Among the Romans Scipio was Imperator, and Caesar was Pontifex Maximus.—They were Tribunus Sacer, Pater con Scriptus, and Patronus excellen tissimus, on all occasions, and the Protector of the Senate, was Prince of the Senate. There is not a grosser Error in the World, than the comment Saying that the Romans had no Titles.

We come now to your Question, which has great Weight and Solidity. "If we begin with Titles where will they end?" it is true as you say, "the States still retain the Power of creating titles." Or at least they may claim it. You ask another very important and difficult Question "By what Rule Shall We Settle Precedency?

I will neither undertake to answer, Where we shall end, nor to determine the Rule—but this I will venture to say, that We never shall have either Government or Tranquility or Liberty, until Some Rule of Precedency is adopted, and some Titles settled.
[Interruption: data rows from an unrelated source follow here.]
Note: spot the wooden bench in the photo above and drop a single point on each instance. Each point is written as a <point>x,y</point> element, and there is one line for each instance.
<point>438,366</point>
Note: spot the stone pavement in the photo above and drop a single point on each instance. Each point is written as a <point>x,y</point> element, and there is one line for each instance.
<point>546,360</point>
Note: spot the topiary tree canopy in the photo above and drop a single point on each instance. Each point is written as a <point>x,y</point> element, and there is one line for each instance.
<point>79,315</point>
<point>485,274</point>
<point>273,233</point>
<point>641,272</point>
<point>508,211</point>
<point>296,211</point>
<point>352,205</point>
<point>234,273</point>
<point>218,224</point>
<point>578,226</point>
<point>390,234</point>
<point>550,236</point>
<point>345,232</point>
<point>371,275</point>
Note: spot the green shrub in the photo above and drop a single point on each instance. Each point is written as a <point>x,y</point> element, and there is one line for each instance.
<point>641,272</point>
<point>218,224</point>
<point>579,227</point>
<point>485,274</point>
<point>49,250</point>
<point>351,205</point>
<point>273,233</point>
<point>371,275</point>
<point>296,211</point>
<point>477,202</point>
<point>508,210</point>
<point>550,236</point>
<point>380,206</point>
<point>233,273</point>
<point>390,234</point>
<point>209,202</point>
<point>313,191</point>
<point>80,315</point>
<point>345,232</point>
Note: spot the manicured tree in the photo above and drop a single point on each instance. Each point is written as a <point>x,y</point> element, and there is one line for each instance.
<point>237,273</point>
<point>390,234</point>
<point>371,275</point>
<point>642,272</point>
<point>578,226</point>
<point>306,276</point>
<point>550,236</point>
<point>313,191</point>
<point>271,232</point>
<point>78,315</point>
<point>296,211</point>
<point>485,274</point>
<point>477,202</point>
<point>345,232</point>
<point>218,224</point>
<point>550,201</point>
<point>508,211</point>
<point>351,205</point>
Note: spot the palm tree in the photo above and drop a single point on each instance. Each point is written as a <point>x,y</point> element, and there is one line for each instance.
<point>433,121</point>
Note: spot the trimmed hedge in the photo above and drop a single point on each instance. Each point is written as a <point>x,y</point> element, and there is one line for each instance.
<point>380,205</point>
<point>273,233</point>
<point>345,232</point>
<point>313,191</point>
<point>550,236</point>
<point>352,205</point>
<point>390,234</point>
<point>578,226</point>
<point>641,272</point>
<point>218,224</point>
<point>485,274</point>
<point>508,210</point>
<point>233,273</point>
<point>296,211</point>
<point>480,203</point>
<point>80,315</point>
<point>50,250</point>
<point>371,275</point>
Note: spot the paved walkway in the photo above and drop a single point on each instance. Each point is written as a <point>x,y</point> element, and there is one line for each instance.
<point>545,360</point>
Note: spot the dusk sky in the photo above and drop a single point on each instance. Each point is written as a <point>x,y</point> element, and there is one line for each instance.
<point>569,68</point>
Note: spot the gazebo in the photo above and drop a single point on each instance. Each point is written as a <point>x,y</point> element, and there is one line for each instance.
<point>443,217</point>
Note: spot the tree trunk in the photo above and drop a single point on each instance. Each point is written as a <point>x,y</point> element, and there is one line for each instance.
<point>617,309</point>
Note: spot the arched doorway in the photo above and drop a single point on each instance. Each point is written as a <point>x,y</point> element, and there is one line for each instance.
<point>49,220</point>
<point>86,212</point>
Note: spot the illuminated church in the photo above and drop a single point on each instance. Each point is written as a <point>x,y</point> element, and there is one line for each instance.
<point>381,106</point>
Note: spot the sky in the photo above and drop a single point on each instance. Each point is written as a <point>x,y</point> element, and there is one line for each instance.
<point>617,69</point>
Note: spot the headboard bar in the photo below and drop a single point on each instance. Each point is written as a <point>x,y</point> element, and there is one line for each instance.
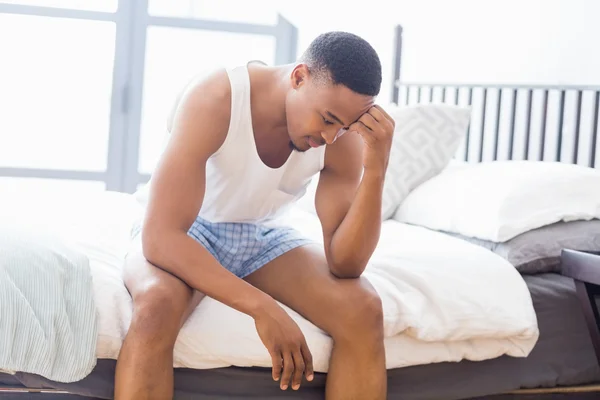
<point>565,117</point>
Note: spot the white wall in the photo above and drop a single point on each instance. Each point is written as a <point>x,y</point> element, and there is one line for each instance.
<point>487,41</point>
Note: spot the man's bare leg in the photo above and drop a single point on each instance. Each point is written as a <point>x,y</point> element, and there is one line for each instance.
<point>161,305</point>
<point>348,309</point>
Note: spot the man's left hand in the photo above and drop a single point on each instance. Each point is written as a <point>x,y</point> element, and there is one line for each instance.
<point>376,128</point>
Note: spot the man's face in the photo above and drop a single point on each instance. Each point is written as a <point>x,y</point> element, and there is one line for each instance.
<point>318,112</point>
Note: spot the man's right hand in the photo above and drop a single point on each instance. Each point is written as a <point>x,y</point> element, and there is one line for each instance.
<point>286,344</point>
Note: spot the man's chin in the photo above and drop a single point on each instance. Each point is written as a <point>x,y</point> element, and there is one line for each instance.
<point>296,148</point>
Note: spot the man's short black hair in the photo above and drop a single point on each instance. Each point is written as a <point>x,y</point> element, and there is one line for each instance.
<point>347,59</point>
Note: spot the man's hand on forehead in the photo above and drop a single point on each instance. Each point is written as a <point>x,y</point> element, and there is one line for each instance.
<point>376,127</point>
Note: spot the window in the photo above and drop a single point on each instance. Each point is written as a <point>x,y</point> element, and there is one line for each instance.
<point>87,85</point>
<point>255,11</point>
<point>91,5</point>
<point>170,67</point>
<point>55,92</point>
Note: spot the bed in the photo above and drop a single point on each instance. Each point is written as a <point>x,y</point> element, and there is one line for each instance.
<point>560,365</point>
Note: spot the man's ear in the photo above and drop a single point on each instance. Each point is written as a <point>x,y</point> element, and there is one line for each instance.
<point>299,75</point>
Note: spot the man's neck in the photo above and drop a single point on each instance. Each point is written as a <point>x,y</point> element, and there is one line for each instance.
<point>269,90</point>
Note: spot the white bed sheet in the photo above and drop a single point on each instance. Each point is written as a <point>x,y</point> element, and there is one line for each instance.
<point>444,299</point>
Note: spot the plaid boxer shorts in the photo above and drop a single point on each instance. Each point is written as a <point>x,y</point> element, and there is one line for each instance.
<point>243,248</point>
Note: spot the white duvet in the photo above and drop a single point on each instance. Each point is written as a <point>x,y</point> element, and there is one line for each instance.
<point>443,299</point>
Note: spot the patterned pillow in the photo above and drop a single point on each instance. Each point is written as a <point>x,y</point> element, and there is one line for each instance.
<point>426,138</point>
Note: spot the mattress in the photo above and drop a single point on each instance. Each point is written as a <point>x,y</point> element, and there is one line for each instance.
<point>563,356</point>
<point>438,305</point>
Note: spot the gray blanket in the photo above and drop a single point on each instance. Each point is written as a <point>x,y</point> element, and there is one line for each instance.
<point>48,320</point>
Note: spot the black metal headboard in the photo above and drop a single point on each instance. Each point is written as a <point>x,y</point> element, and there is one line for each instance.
<point>515,122</point>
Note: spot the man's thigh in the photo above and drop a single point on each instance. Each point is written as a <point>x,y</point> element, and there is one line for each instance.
<point>300,279</point>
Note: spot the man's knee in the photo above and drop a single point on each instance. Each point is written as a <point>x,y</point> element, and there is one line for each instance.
<point>158,310</point>
<point>360,312</point>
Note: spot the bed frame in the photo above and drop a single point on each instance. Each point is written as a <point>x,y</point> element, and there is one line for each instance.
<point>510,122</point>
<point>517,122</point>
<point>514,122</point>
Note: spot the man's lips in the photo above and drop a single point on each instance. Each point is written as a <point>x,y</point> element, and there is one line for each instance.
<point>313,143</point>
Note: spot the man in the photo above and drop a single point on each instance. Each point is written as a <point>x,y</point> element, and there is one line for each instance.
<point>236,159</point>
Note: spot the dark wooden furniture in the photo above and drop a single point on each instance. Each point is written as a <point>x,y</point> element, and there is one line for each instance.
<point>584,268</point>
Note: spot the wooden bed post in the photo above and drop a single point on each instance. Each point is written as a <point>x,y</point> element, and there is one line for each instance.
<point>397,64</point>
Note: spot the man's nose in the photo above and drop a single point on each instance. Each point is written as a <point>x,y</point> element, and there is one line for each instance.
<point>329,136</point>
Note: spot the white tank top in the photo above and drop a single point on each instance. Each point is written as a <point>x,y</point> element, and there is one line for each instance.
<point>239,186</point>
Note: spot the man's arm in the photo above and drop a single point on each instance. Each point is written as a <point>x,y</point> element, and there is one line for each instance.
<point>199,127</point>
<point>350,208</point>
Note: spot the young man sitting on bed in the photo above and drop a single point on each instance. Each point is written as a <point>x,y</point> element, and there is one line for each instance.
<point>212,227</point>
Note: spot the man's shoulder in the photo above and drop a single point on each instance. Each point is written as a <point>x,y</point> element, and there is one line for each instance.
<point>212,90</point>
<point>345,154</point>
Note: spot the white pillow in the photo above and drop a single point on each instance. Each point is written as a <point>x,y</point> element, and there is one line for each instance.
<point>499,200</point>
<point>425,140</point>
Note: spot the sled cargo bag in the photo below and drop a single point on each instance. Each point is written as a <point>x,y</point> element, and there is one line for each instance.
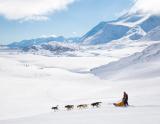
<point>120,104</point>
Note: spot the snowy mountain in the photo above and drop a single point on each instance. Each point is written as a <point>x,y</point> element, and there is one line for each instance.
<point>137,64</point>
<point>131,25</point>
<point>153,35</point>
<point>54,48</point>
<point>38,41</point>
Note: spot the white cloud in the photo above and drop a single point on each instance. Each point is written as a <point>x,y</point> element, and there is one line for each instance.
<point>147,6</point>
<point>31,9</point>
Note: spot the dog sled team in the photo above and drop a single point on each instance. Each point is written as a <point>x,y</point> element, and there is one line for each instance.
<point>123,103</point>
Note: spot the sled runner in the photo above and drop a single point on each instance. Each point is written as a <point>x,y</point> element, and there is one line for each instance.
<point>120,104</point>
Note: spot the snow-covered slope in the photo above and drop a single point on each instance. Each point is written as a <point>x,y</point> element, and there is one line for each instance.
<point>153,35</point>
<point>37,41</point>
<point>31,84</point>
<point>131,25</point>
<point>52,47</point>
<point>138,65</point>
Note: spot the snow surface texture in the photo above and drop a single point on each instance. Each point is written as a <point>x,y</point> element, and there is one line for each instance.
<point>31,84</point>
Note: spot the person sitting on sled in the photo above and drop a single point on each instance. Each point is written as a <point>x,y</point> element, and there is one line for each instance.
<point>124,101</point>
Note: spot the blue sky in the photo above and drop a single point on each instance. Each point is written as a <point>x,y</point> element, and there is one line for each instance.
<point>79,17</point>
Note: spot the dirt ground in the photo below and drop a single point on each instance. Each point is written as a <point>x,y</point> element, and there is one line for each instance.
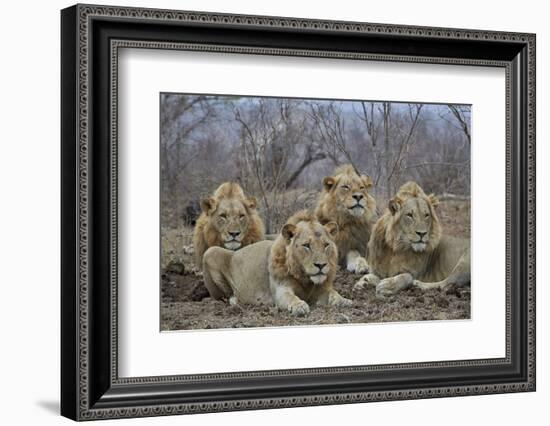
<point>186,305</point>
The question is not whether Titles shall be admitted into our Country. They are already in it, and you will annihilate the Nations before you will eradicate them.—The question is whether Provincial, Titles or Diplomatic Titles, can preserve or Acquire Consideration at home or abroad to a national Government.—I totally deny that there is any Thing in Reason or Religion against Titles proportional to Ranks and Truths. and I affirm, that they are indispensably necessary to give Dignity and Energy to Government,—and on this ground alone I am an advocate for them. In my private Character, I despise them as much at least as any Quaker, or Philosopher on Earth.

You may depend on being the Contempt, the Scorn and the Derision of all Europe, while you call your national Conductor, General or President.—You may depend on another Thing.—The State Governments will ever be uppermost, in America in the Minds of our own People, till you give a Superior Title to your first national Magistrate.

The most modest Title you can give him, in any reasonable Proportion, to the Wealth, Power and Population of this Country and to the constitutional authority and Dignity of his office is "His Majesty; the President." This is my opinion, and I scorn to be hypocrite enough to disguise it.—Miracles will not be wrought for us. We don’t deserve them.—if We will have government, We must use human and natural means. Titles and Ranks are as essential to Government, as Reason and Justice.—In Short government is nothing else but Titles, Ceremonies, and Ranks. They alone enable Reason to produce justice.